I just shook my head and laid my head on his chest. He sighed and closed his eyes. I could see them moving about under his eye lids. He slowly opened them, another tear slipped out as I waited for his reaction.

“Nathan, there are some things that are just impossible, ” he whispered.

I shook my head again.

“There was a vision where somebody was going to die and they told me I could do something about it. Stopping time isn’t going to stop anybody from dying. The only way I could do anything is by reversing time,” I whisper.

“But what if it changes everything?” Gabriel asks nervous.

He was worried about losing me; I was worried about losing him, too. I loved him, how could I not?

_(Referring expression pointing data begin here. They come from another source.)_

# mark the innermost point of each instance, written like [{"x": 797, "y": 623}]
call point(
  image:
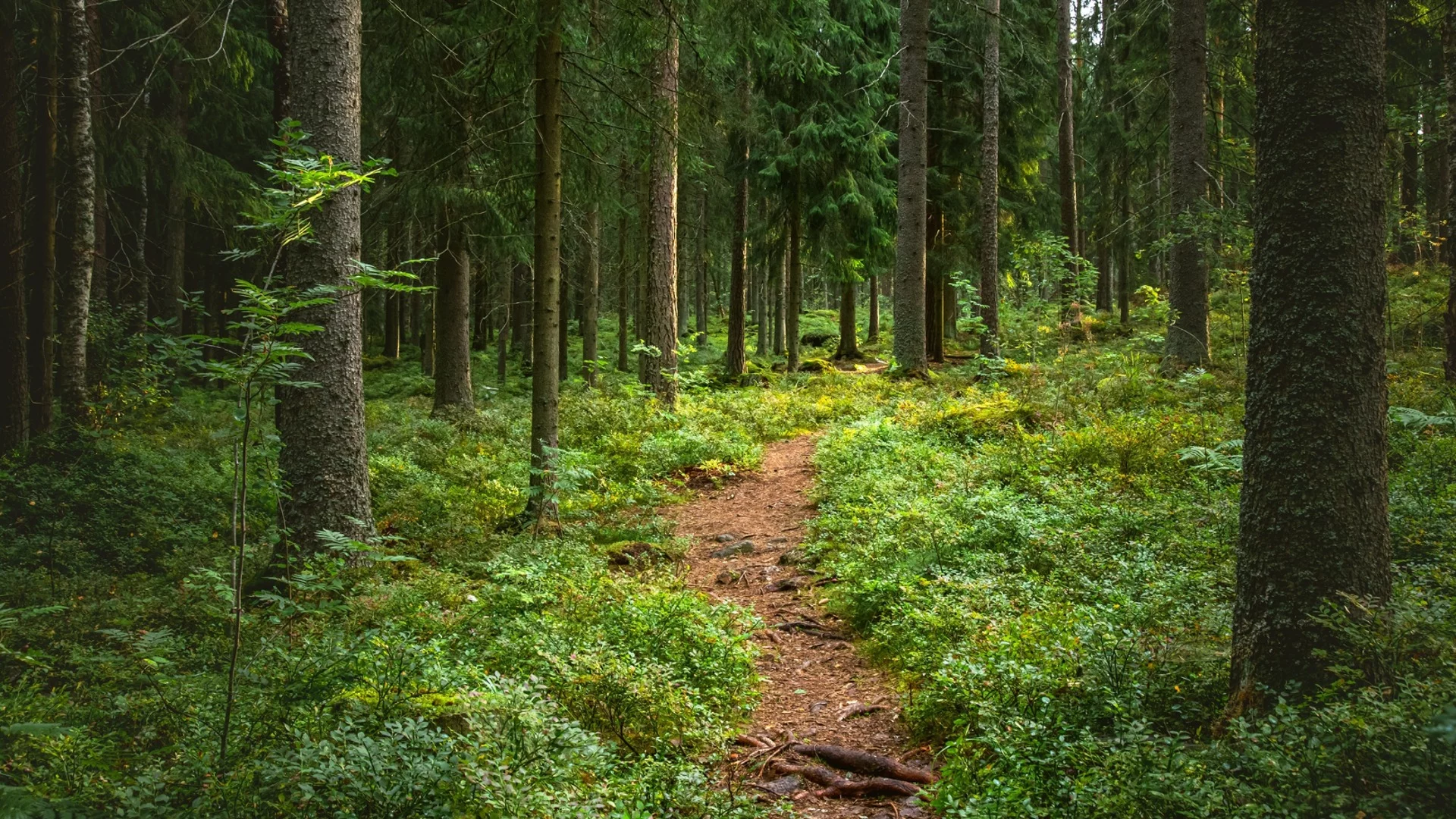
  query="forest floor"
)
[{"x": 816, "y": 689}]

“What if it fixes things?” I whisper.

“If you rewind, you’ll be back with Melody...what if we don’t remember?” he asks.

You can hear him holding back the cry.

“We have to try, it could save Quinn...” I whisper.

We all missed Quinn. She didn’t deserve to die. It would help Arran to have her back. But what would happen to Emily and Arran if Quinn returned? Arran hadn’t had any relationships well Quinn was alive.

“What if it ruins things? If we do this we’ll be responsible, we won’t be held responsible if you don’t do it,” he replies.

“If I don’t do this and people find out, they will kill me. They’ll hate me for not trying,” I whisper calmly.